Falsa testimonianza i testi Iossa e Curaba adesso rischiano l'incriminazione

Rischiano di essere incriminati per falsa testimonianza due testi ascoltati nell'ultima udienza del processo scaturito dall'operazione antimafia «Campus Belli» (alla sbarra, per concorso esterno, anche l'ex sindaco di Campobello Ciro Caravà). A non convincere il pm Marzia Sabella, che ha chiesto la trasmissione in Procura degli atti d'udienza, sono state le testimonianze di Giuseppe Iossa e Giuseppe Curaba. 
Il primo, campano, commerciante di olive, è stato interrogato sui rapporti che avrebbe intrattenuto con alcuni imputati e con le ditte Eurofarida, Agricola Siciliana e Curaba. Iossa ha detto di non aver incontrato in Campania Antonio Tancredi e di non ricordare di aver ricevuto solleciti di pagamento da parte di Simone Mangiaracina. Più volte il pm ha contestato le sue dichiarazioni, leggendo intercettazioni in cui Iossa parlava con Mangiaracina. Pure Giuseppe Curaba, imprenditore castelvetranese operante nel settore della commercializzazione di olive, si è mostrato reticente. Ha dichiarato di non aver partecipato a riunioni per la costituzione di un consorzio su invito dell'imputato Cataldo La Rosa. 
Il pm gli ha contestato che i carabinieri hanno rilevato la sua presenza, il 20 marzo 2007, davanti il ristorante («Rizzaglio» di Torretta Granitola) dove si tenne la riunione.
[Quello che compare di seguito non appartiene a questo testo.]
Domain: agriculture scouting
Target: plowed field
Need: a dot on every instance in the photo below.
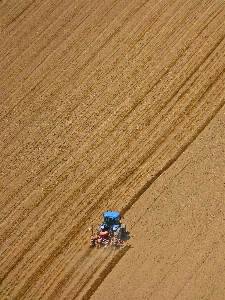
(99, 99)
Curaba ha, inoltre, detto di non conoscere La Rosa, anche se, quando gli è stato indicato, ha affermato il contrario. Il giudice a latere Roberto Riggio ha ricordato al teste che in diverse conversazioni telefoniche intercettate La Rosa dice di essere andato a trovarlo e di avergli parlato. Ascoltato anche il capitano dei carabinieri Giglio, che ha parlato di una società che vinse appalti al Comune di Campobello per centinaia di migliaia di euro e che aveva tra i soci fondatori 5 nipoti del boss Leonardo Bonafede e la sorella di Caravà.